Burger King’s name just got flame-grilled in the security world. As a result, a pair of ethical hackers cracked open the fast food giant’s systems, exposing what they described as “catastrophic” vulnerabilities. In the end, their verdict landed hard: RBI’s digital walls were about as tough as a soggy Whopper wrapper.
Burger King hacked after duo exposed glaring flaws

The white-hat duo, BobDaHacker and BobTheShoplifter, didn’t hold back in their takedown. The hackers claimed in their now-removed blog (archived elsewhere) that RBI’s platforms were so wide open, someone may as well have handed them the keys. RBI, or Restaurant Brands International, runs Burger King, Tim Hortons, and Popeyes over 30,000 locations combined, and apparently, all used the same broken tech stack.
“We were impressed,” the hackers joked, “by their commitment to terrible security practices.”

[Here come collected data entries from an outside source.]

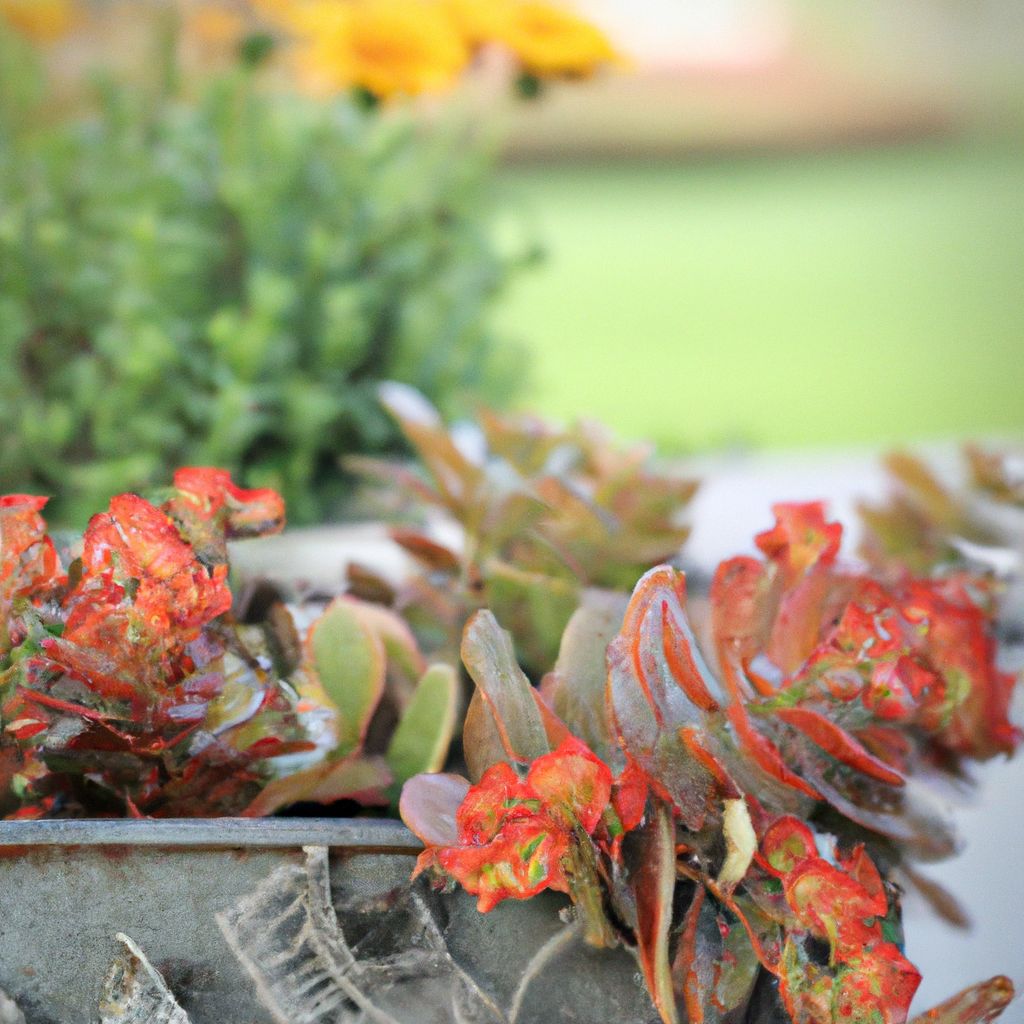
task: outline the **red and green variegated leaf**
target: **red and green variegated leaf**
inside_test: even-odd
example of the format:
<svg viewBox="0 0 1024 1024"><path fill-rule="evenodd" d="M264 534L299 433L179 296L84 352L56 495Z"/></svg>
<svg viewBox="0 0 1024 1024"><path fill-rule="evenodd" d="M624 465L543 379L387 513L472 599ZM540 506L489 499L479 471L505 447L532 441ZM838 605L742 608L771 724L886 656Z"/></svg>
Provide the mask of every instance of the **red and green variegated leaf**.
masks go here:
<svg viewBox="0 0 1024 1024"><path fill-rule="evenodd" d="M224 469L186 466L174 474L175 494L163 505L199 546L203 540L266 537L284 529L284 499L270 488L246 490Z"/></svg>
<svg viewBox="0 0 1024 1024"><path fill-rule="evenodd" d="M788 584L818 565L832 565L839 555L843 528L825 519L820 501L772 506L775 525L754 538L758 548L779 566Z"/></svg>
<svg viewBox="0 0 1024 1024"><path fill-rule="evenodd" d="M457 846L456 815L470 784L461 775L417 775L402 787L399 814L427 846Z"/></svg>
<svg viewBox="0 0 1024 1024"><path fill-rule="evenodd" d="M845 960L877 941L878 901L860 882L827 860L805 860L783 876L782 887L800 926L818 938L827 938L837 959ZM869 920L870 924L865 923Z"/></svg>
<svg viewBox="0 0 1024 1024"><path fill-rule="evenodd" d="M28 494L0 497L0 655L14 640L8 617L15 598L31 598L64 582L40 515L46 502Z"/></svg>
<svg viewBox="0 0 1024 1024"><path fill-rule="evenodd" d="M761 840L761 859L776 877L795 871L818 856L814 833L799 819L786 815L774 822Z"/></svg>
<svg viewBox="0 0 1024 1024"><path fill-rule="evenodd" d="M352 601L333 601L310 627L306 669L337 709L339 755L362 745L384 693L386 667L383 642Z"/></svg>
<svg viewBox="0 0 1024 1024"><path fill-rule="evenodd" d="M422 808L413 809L410 801L428 785L433 787L426 790L428 795L445 800L458 782L418 782L407 800L415 811L414 824ZM468 789L455 813L455 824L457 843L431 846L417 871L429 866L445 871L479 897L481 911L504 899L527 899L544 889L572 891L566 875L574 852L571 828L548 813L536 791L505 762L492 765Z"/></svg>
<svg viewBox="0 0 1024 1024"><path fill-rule="evenodd" d="M195 553L166 513L137 494L120 494L89 520L82 538L85 573L127 580L168 580L195 565Z"/></svg>
<svg viewBox="0 0 1024 1024"><path fill-rule="evenodd" d="M537 817L540 797L504 761L491 765L466 794L456 814L459 842L482 846L491 842L510 819Z"/></svg>
<svg viewBox="0 0 1024 1024"><path fill-rule="evenodd" d="M958 992L910 1024L992 1024L1013 1001L1013 982L1000 974Z"/></svg>
<svg viewBox="0 0 1024 1024"><path fill-rule="evenodd" d="M882 876L864 849L864 844L858 843L848 854L837 853L836 861L868 894L872 901L871 912L877 917L884 917L889 910L889 899L885 893Z"/></svg>
<svg viewBox="0 0 1024 1024"><path fill-rule="evenodd" d="M567 828L578 825L588 835L597 828L612 795L611 770L574 737L537 758L526 781L548 813Z"/></svg>
<svg viewBox="0 0 1024 1024"><path fill-rule="evenodd" d="M676 886L675 825L663 803L653 806L631 850L630 884L636 903L637 957L651 1000L664 1024L678 1024L669 936Z"/></svg>
<svg viewBox="0 0 1024 1024"><path fill-rule="evenodd" d="M818 644L843 530L825 520L820 502L775 505L772 511L775 526L755 538L777 567L783 588L767 654L791 673Z"/></svg>
<svg viewBox="0 0 1024 1024"><path fill-rule="evenodd" d="M437 865L477 897L477 910L487 913L502 900L525 900L545 889L570 891L565 861L571 836L542 816L506 822L482 846L442 847L434 851Z"/></svg>
<svg viewBox="0 0 1024 1024"><path fill-rule="evenodd" d="M466 623L462 660L493 718L504 756L529 764L549 753L544 723L534 702L530 681L515 659L512 638L489 611ZM466 737L468 743L472 737Z"/></svg>
<svg viewBox="0 0 1024 1024"><path fill-rule="evenodd" d="M836 971L835 1024L905 1024L921 984L914 965L891 942L879 942L846 960Z"/></svg>
<svg viewBox="0 0 1024 1024"><path fill-rule="evenodd" d="M836 1024L834 995L833 972L812 961L802 943L787 938L782 947L779 996L790 1020L795 1024Z"/></svg>
<svg viewBox="0 0 1024 1024"><path fill-rule="evenodd" d="M915 628L918 650L959 695L948 722L937 723L940 742L979 760L1010 754L1021 732L1009 718L1016 678L996 664L986 613L962 578L914 580L900 610Z"/></svg>

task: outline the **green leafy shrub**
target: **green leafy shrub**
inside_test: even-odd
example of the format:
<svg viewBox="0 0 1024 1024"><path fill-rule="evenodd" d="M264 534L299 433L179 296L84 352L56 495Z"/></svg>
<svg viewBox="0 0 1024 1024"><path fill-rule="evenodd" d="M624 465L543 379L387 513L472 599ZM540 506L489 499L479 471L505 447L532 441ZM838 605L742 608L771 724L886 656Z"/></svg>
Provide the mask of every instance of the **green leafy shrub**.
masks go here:
<svg viewBox="0 0 1024 1024"><path fill-rule="evenodd" d="M340 453L398 443L380 379L449 411L508 394L485 313L516 259L464 131L238 68L187 101L107 80L91 114L40 127L31 55L4 45L24 86L0 90L7 490L84 525L215 464L309 522L344 495Z"/></svg>

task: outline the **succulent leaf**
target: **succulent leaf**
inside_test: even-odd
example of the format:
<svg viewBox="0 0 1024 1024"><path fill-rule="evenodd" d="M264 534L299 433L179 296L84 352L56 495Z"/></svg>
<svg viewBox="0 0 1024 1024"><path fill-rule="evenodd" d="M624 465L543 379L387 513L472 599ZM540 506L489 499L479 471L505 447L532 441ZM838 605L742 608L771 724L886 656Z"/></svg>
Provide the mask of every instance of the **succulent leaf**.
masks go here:
<svg viewBox="0 0 1024 1024"><path fill-rule="evenodd" d="M306 650L311 671L338 711L336 754L343 757L362 743L384 693L384 644L352 603L339 598L310 628Z"/></svg>
<svg viewBox="0 0 1024 1024"><path fill-rule="evenodd" d="M440 664L431 665L417 683L385 758L394 778L394 798L413 776L444 767L455 731L458 684L455 670Z"/></svg>
<svg viewBox="0 0 1024 1024"><path fill-rule="evenodd" d="M654 1005L664 1024L677 1024L669 938L676 887L675 827L672 812L655 801L636 835L630 885L636 899L637 955ZM703 890L700 891L703 898ZM699 908L698 908L699 909Z"/></svg>
<svg viewBox="0 0 1024 1024"><path fill-rule="evenodd" d="M548 753L530 681L516 662L512 638L490 612L477 612L466 624L462 661L493 717L509 763L529 764Z"/></svg>

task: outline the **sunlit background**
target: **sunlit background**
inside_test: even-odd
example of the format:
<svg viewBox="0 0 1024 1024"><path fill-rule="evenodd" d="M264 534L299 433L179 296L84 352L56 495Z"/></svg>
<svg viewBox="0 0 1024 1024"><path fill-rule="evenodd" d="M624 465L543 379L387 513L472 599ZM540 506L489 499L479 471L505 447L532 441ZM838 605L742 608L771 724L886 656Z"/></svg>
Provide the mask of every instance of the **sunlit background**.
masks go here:
<svg viewBox="0 0 1024 1024"><path fill-rule="evenodd" d="M509 147L527 404L676 448L1024 427L1024 8L586 6L633 67Z"/></svg>

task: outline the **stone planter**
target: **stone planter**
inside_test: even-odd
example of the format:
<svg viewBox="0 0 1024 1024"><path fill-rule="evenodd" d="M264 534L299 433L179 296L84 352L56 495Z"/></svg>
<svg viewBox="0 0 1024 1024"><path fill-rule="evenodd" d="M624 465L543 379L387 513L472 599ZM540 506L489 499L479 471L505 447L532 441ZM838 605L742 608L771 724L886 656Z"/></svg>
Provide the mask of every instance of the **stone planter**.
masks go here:
<svg viewBox="0 0 1024 1024"><path fill-rule="evenodd" d="M655 1024L564 899L481 915L410 886L417 850L393 821L3 822L0 987L28 1024Z"/></svg>

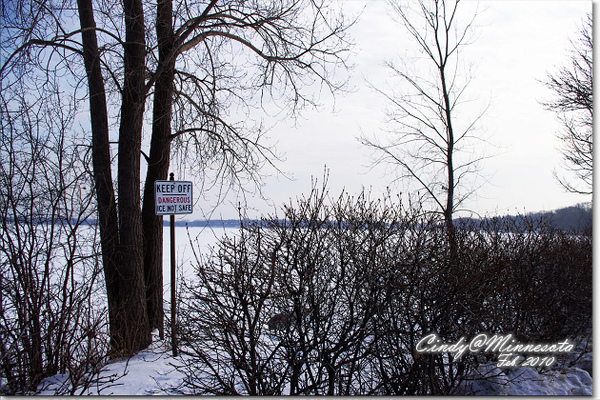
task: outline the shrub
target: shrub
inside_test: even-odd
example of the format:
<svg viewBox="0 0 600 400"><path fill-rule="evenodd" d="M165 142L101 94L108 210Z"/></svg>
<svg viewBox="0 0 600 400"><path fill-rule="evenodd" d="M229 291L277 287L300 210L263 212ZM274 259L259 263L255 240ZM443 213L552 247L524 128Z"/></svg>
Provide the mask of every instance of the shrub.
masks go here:
<svg viewBox="0 0 600 400"><path fill-rule="evenodd" d="M105 350L91 153L68 107L29 100L0 107L0 394L58 373L69 379L56 394L74 394Z"/></svg>
<svg viewBox="0 0 600 400"><path fill-rule="evenodd" d="M589 238L521 225L463 227L451 260L443 221L391 196L329 201L323 188L284 206L283 218L243 220L207 257L196 254L198 280L181 305L185 385L196 394L452 394L485 357L420 354L426 334L547 342L591 320Z"/></svg>

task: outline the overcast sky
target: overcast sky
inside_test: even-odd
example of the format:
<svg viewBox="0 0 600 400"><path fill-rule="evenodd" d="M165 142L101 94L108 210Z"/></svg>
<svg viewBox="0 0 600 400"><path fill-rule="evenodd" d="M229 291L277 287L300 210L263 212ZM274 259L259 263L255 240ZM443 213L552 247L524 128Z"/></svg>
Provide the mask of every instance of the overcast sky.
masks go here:
<svg viewBox="0 0 600 400"><path fill-rule="evenodd" d="M293 179L267 178L263 194L271 201L248 198L249 217L273 213L290 198L309 193L312 179L322 182L325 166L334 198L342 190L356 194L362 187L377 197L393 181L385 167L371 168L372 153L356 137L361 133L377 136L384 127L386 100L367 82L377 86L398 82L383 63L413 55L412 43L404 28L390 18L387 1L340 3L349 14L364 8L350 31L356 44L349 59L355 64L349 82L354 90L337 95L335 108L332 99L323 95L319 110L307 110L295 124L281 122L270 131L277 151L284 154L278 166ZM466 3L468 14L476 3ZM478 112L489 104L477 132L493 144L486 150L493 157L481 164L483 178L475 184L482 187L465 207L480 215L503 215L590 201L590 196L566 193L553 177L553 171L561 172L560 143L555 137L561 126L556 115L540 104L553 95L540 81L568 65L569 40L579 38L592 2L483 0L479 8L477 40L462 54L474 67L470 84L473 108L465 112ZM396 193L414 189L408 182L391 186ZM237 218L238 201L231 196L212 218ZM209 211L211 203L200 200L196 210L200 209ZM195 212L180 217L202 215Z"/></svg>

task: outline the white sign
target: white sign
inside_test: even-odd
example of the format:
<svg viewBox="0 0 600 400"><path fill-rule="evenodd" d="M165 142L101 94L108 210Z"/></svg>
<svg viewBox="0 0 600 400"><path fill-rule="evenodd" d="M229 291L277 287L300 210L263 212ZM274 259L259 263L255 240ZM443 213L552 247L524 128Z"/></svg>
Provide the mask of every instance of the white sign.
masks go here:
<svg viewBox="0 0 600 400"><path fill-rule="evenodd" d="M192 182L155 181L154 201L156 215L191 214Z"/></svg>

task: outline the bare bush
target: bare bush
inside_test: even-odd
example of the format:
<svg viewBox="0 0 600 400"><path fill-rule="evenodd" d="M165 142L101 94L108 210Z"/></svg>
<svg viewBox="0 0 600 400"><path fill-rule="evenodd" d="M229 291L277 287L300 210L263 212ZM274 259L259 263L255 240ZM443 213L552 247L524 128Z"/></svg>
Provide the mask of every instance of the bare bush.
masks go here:
<svg viewBox="0 0 600 400"><path fill-rule="evenodd" d="M425 335L548 342L591 321L589 238L490 220L452 256L441 217L391 196L323 188L283 213L197 254L181 312L196 394L453 394L495 355L421 354Z"/></svg>
<svg viewBox="0 0 600 400"><path fill-rule="evenodd" d="M58 93L10 93L0 132L0 390L35 393L64 374L57 394L75 394L106 351L90 154L72 144L72 110Z"/></svg>
<svg viewBox="0 0 600 400"><path fill-rule="evenodd" d="M577 337L590 329L592 238L549 219L490 219L464 230L460 246L475 261L482 329L528 341ZM467 264L468 265L468 264ZM475 268L471 268L473 270Z"/></svg>

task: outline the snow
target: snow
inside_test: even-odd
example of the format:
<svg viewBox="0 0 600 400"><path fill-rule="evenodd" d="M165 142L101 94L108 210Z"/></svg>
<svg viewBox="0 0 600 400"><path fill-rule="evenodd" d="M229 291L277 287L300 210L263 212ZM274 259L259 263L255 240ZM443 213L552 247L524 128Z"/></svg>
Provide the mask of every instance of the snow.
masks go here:
<svg viewBox="0 0 600 400"><path fill-rule="evenodd" d="M467 392L478 395L591 396L593 394L591 338L581 341L573 353L557 358L557 364L544 374L527 367L506 369L498 368L491 363L482 365L477 371L478 376L465 382L463 387ZM477 379L478 377L487 379Z"/></svg>
<svg viewBox="0 0 600 400"><path fill-rule="evenodd" d="M501 370L486 365L480 368L479 373L488 376L488 379L469 382L465 385L467 392L503 396L592 395L592 378L581 368L541 375L532 368Z"/></svg>
<svg viewBox="0 0 600 400"><path fill-rule="evenodd" d="M177 371L182 366L180 357L173 357L168 340L155 341L130 359L117 360L107 364L98 376L98 384L77 395L172 395L179 394L184 375ZM38 389L41 395L53 395L68 379L65 375L55 375L42 381Z"/></svg>
<svg viewBox="0 0 600 400"><path fill-rule="evenodd" d="M186 394L182 387L184 374L177 370L183 366L183 356L173 357L168 340L155 341L134 357L118 360L105 366L99 384L77 392L80 395L173 395ZM592 395L592 378L580 367L591 366L592 353L585 354L576 366L566 372L551 370L540 374L532 368L499 369L487 364L479 369L487 379L470 380L463 389L465 394L478 395ZM39 388L41 395L53 395L66 381L64 375L44 380Z"/></svg>

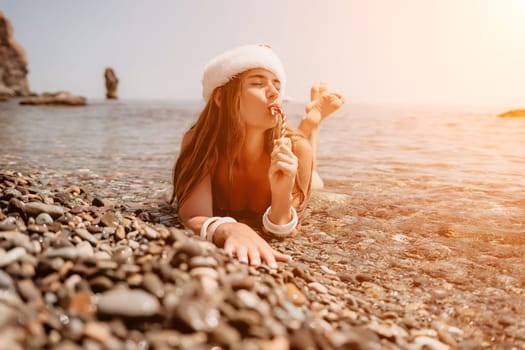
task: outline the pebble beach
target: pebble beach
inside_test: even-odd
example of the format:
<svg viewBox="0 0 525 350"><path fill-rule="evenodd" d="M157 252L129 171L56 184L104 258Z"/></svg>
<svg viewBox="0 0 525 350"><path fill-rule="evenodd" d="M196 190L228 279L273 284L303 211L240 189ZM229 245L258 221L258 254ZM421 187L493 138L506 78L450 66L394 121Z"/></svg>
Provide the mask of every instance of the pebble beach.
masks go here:
<svg viewBox="0 0 525 350"><path fill-rule="evenodd" d="M151 189L4 170L0 190L4 348L525 347L522 246L349 236L348 199L317 193L272 270L181 228Z"/></svg>

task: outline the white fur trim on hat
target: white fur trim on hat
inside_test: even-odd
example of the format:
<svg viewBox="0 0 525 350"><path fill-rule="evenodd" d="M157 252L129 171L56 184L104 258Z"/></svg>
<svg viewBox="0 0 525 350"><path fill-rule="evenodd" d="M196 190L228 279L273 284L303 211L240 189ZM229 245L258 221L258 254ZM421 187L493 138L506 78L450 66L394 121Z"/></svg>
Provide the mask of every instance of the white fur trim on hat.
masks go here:
<svg viewBox="0 0 525 350"><path fill-rule="evenodd" d="M281 96L286 84L286 73L279 57L264 45L245 45L226 51L213 58L204 67L202 97L208 101L215 88L229 82L248 69L264 68L275 74L281 82Z"/></svg>

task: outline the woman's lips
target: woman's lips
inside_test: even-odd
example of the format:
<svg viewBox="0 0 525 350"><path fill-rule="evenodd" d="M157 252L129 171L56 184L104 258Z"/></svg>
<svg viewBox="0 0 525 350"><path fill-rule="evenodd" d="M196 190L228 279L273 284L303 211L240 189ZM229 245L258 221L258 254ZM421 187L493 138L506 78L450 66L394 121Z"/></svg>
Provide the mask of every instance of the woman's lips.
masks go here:
<svg viewBox="0 0 525 350"><path fill-rule="evenodd" d="M270 105L270 113L272 113L272 116L278 117L283 114L283 110L281 109L281 106L278 104Z"/></svg>

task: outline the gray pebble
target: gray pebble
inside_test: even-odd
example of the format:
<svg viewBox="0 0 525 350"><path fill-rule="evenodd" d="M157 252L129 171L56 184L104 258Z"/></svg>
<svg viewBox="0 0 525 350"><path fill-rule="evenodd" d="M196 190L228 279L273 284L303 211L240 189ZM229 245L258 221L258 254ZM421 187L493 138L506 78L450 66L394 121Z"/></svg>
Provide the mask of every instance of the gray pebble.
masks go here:
<svg viewBox="0 0 525 350"><path fill-rule="evenodd" d="M98 310L103 314L127 317L153 316L160 303L153 295L139 289L114 289L98 297Z"/></svg>
<svg viewBox="0 0 525 350"><path fill-rule="evenodd" d="M321 294L328 293L328 289L319 282L308 283L308 287L315 290L317 293L321 293Z"/></svg>
<svg viewBox="0 0 525 350"><path fill-rule="evenodd" d="M24 206L24 212L29 215L36 217L40 213L47 213L54 218L64 214L64 208L59 207L58 205L44 204L40 202L29 202Z"/></svg>
<svg viewBox="0 0 525 350"><path fill-rule="evenodd" d="M53 218L48 213L40 213L35 219L38 225L49 225L53 223Z"/></svg>
<svg viewBox="0 0 525 350"><path fill-rule="evenodd" d="M0 221L0 231L10 231L16 229L16 219L12 216Z"/></svg>
<svg viewBox="0 0 525 350"><path fill-rule="evenodd" d="M22 193L20 191L18 191L16 188L7 188L4 191L3 199L8 201L8 200L10 200L13 197L20 198L20 197L22 197Z"/></svg>
<svg viewBox="0 0 525 350"><path fill-rule="evenodd" d="M18 261L24 255L26 255L26 250L22 247L13 248L4 254L0 253L0 267L7 266L15 261Z"/></svg>
<svg viewBox="0 0 525 350"><path fill-rule="evenodd" d="M216 267L217 260L211 256L194 256L190 259L189 265L191 268L195 267Z"/></svg>
<svg viewBox="0 0 525 350"><path fill-rule="evenodd" d="M0 232L0 238L11 242L13 245L23 247L30 253L36 252L35 242L31 241L26 234L16 231L4 231Z"/></svg>
<svg viewBox="0 0 525 350"><path fill-rule="evenodd" d="M78 251L75 247L62 247L55 249L48 249L43 254L46 258L63 258L67 260L74 260L78 256Z"/></svg>
<svg viewBox="0 0 525 350"><path fill-rule="evenodd" d="M4 270L0 270L0 289L15 290L13 279Z"/></svg>
<svg viewBox="0 0 525 350"><path fill-rule="evenodd" d="M13 308L10 308L7 305L4 305L3 303L0 303L0 328L3 329L4 326L16 320L18 314L18 311L14 310Z"/></svg>
<svg viewBox="0 0 525 350"><path fill-rule="evenodd" d="M77 228L75 230L75 233L82 239L85 239L86 241L88 241L89 243L93 244L93 245L97 245L98 243L98 239L93 236L91 233L89 233L88 230L84 229L84 228Z"/></svg>
<svg viewBox="0 0 525 350"><path fill-rule="evenodd" d="M90 258L93 256L93 247L87 241L82 241L77 244L76 249L78 256L81 258Z"/></svg>
<svg viewBox="0 0 525 350"><path fill-rule="evenodd" d="M213 279L219 278L219 273L217 270L210 267L196 267L190 271L190 276L192 277L210 277Z"/></svg>

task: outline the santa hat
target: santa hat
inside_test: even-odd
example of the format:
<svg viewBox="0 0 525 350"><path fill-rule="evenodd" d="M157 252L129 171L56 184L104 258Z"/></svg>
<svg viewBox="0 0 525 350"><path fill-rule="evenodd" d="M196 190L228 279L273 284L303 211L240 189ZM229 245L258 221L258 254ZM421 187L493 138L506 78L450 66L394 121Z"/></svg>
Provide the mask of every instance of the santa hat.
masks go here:
<svg viewBox="0 0 525 350"><path fill-rule="evenodd" d="M237 74L253 68L264 68L275 74L281 82L284 96L286 73L279 57L266 45L245 45L226 51L213 58L204 67L202 97L208 101L215 88L229 82Z"/></svg>

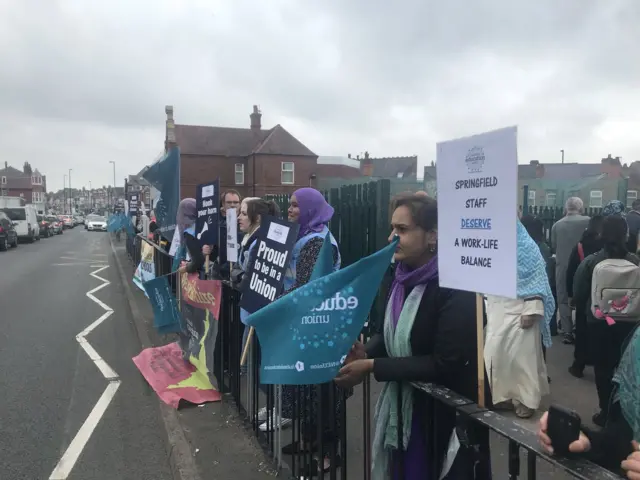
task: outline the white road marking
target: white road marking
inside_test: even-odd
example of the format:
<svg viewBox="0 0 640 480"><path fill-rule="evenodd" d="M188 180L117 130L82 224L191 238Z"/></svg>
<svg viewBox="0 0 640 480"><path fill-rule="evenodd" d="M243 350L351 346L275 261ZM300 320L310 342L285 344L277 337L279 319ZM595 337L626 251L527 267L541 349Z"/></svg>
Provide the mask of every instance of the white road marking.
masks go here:
<svg viewBox="0 0 640 480"><path fill-rule="evenodd" d="M81 262L81 263L52 263L51 266L52 267L65 267L67 265L84 265L85 267L89 267L89 268L100 268L100 267L108 267L109 265L91 265L92 263L95 263L95 261L93 262Z"/></svg>
<svg viewBox="0 0 640 480"><path fill-rule="evenodd" d="M120 380L109 382L109 385L105 388L104 392L98 399L98 402L93 407L93 410L91 410L91 413L80 427L80 430L78 430L76 436L73 437L71 444L69 444L69 448L64 452L64 455L58 462L58 465L56 465L56 468L49 477L49 480L67 480L71 474L71 470L73 470L73 467L78 461L82 450L84 450L84 446L89 442L91 434L98 423L100 423L100 419L109 407L109 404L116 395L119 387Z"/></svg>
<svg viewBox="0 0 640 480"><path fill-rule="evenodd" d="M78 461L78 458L80 458L85 445L89 442L93 431L95 430L98 423L100 423L100 420L102 419L104 412L107 411L107 408L113 400L113 397L115 397L121 383L118 374L109 366L107 362L103 360L103 358L98 354L98 352L96 352L95 348L93 348L93 346L88 342L86 338L87 335L95 330L102 322L113 315L113 309L93 295L97 291L111 284L109 280L98 275L98 273L108 268L109 265L94 265L94 267L96 267L97 270L94 270L89 275L97 280L100 280L103 283L89 290L86 293L86 296L100 305L105 310L105 312L87 328L76 335L76 340L82 347L82 349L87 353L91 361L96 365L96 367L98 367L98 370L100 370L100 373L102 373L102 376L109 382L109 384L98 399L98 402L91 410L91 413L89 414L87 419L80 427L80 430L78 430L78 433L76 433L76 436L73 437L73 440L69 444L67 450L64 452L64 455L62 455L62 458L56 465L56 468L53 470L53 473L49 477L49 480L67 480L67 478L71 474L71 471L73 470L73 467Z"/></svg>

What the hackers found inside Burger King’s systems
The pair accessed everything from internal ordering systems to employee accounts and even drive-thru audio logs. That’s not just a privacy breach, it’s a full buffet of vulnerabilities. Here’s what they could do once inside:
- Read and modify internal support tickets
- Access and reset employee credentials
- Tap into live or recorded drive-thru conversations
- Submit fake orders or tamper with existing ones
- Identify backend infrastructure with ease
And they pulled all this off through public-facing subdomains, like assistant.bk.com
, that had no proper authentication or protections in place.
Tim Hortons, Popeyes, and Burger King were hacked in the same exact way
Still, this wasn’t just a Burger King problem. In fact, RBI seemed to have cloned its faulty systems across multiple brands. As a result, identical flaws showed up in the assistant portals for Popeyes and Tim Hortons. Each one shared the same loopholes, making them easy targets.
Despite responsibly disclosing the issue, the hackers say RBI never even replied. No bug bounty. No, thank you. Just silence.
The fast fix, and the silent response
After the blog post went live, RBI moved quickly. RBI patched all the vulnerable endpoints and shut the backdoors. But the company didn’t credit or acknowledge the people who reported it. That silence didn’t go unnoticed.
No crown for Burger King’s security throne
Still, when security feels like an afterthought, someone is bound to call it out sooner or later. Luckily for Burger King, this breach came from white-hat hackers with a sense of humor—rather than bad actors with worse intentions.